Nvidia just placed a major bet on the picks-and-shovels of the AI gold rush. The chip giant backed AI data center startup Nscale in a funding round that values the company at $14.6 billion, according to a CNBC report. The investment signals how critical specialized infrastructure has become as companies race to build the massive computing clusters needed to train and deploy AI models. It's also another sign that Nvidia isn't just selling GPUs - it's building an entire ecosystem around AI infrastructure.
Nvidia just made its latest strategic move in the AI infrastructure wars, backing data center startup Nscale at a valuation that puts it firmly in unicorn territory. The $14.6 billion valuation represents a significant bet on the infrastructure layer powering AI's breakneck growth, according to CNBC.
The investment marks Nvidia's continued push beyond its core GPU business into the broader AI ecosystem. While the chip maker has become synonymous with AI hardware - its H100 and upcoming Blackwell chips are the gold standard for training large language models - the company has increasingly positioned itself as an infrastructure partner, not just a component supplier.
Nscale has quietly become a critical player in the AI buildout, offering specialized data center solutions designed specifically for the unique demands of AI workloads.

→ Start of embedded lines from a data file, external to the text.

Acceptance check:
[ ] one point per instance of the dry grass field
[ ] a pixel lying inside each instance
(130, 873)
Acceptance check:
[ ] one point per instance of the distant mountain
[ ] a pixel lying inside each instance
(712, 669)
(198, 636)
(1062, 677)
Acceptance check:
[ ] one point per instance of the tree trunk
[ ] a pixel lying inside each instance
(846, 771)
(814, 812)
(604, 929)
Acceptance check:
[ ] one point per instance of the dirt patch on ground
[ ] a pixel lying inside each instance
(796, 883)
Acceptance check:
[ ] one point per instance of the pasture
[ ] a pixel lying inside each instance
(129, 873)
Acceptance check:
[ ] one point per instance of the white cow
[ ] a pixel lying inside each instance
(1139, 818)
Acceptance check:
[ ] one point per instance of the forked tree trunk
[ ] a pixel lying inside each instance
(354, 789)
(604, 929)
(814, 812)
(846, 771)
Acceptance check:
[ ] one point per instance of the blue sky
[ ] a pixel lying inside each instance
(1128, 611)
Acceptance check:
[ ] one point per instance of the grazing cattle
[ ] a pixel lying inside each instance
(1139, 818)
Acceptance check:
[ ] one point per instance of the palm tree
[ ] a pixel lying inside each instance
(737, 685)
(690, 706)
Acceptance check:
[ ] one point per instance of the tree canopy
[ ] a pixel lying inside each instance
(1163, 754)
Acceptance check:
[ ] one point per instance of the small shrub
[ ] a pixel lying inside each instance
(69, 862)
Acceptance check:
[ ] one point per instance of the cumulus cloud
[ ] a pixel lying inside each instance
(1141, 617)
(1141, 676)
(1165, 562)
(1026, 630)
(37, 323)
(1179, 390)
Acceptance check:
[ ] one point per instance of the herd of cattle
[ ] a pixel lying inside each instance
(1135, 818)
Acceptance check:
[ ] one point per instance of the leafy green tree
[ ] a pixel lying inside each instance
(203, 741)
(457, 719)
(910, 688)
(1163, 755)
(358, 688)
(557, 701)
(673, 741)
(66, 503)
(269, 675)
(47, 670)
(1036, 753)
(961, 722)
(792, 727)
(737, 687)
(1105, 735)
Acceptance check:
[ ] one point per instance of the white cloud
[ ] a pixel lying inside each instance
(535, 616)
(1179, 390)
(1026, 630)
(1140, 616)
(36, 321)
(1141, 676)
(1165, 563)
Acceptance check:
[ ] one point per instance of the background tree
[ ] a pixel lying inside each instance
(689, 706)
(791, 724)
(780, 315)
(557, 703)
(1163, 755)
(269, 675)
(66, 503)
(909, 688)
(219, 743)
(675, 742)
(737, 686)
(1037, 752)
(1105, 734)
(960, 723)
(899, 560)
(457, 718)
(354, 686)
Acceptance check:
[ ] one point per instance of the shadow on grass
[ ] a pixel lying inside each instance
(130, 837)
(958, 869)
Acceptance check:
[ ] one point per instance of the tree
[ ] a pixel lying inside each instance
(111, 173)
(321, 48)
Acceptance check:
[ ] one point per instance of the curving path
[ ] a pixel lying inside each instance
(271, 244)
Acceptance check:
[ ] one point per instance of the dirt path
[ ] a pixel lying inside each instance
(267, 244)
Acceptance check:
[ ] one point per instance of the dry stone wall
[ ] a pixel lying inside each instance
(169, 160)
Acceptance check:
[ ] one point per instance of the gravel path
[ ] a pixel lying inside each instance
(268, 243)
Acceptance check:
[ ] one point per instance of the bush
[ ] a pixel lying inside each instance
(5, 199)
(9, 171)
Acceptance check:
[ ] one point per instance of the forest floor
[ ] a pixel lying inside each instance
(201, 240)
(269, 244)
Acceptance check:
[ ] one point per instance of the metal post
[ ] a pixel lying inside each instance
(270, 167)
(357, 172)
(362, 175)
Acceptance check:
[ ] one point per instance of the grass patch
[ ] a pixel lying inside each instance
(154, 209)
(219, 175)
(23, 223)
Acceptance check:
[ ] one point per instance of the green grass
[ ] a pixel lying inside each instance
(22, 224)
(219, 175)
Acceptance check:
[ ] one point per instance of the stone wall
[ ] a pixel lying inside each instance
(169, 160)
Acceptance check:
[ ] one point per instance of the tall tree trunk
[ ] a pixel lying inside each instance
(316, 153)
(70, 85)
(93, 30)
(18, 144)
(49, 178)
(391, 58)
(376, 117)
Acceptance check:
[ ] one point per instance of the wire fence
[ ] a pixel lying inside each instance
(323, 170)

Unlike traditional data centers built for general computing or cloud services, AI-focused facilities require massive power delivery, advanced cooling systems, and network architectures optimized for the constant data movement that GPU clusters demand.
The timing couldn't be better. Demand for AI compute capacity has reached fever pitch as companies from OpenAI to Meta race to build ever-larger models. OpenAI's Sam Altman has publicly discussed plans for data centers consuming gigawatts of power - roughly equivalent to small cities. That kind of scale requires purpose-built infrastructure that traditional data center operators weren't designed to deliver.
For Nvidia, the Nscale investment creates a virtuous cycle. By backing companies that make it easier to deploy and operate massive GPU clusters, Nvidia effectively increases demand for its own chips. It's a strategy the company has deployed before - its acquisition of Mellanox in 2020 for $7 billion gave it control over the high-speed networking fabric that connects GPUs in modern AI systems.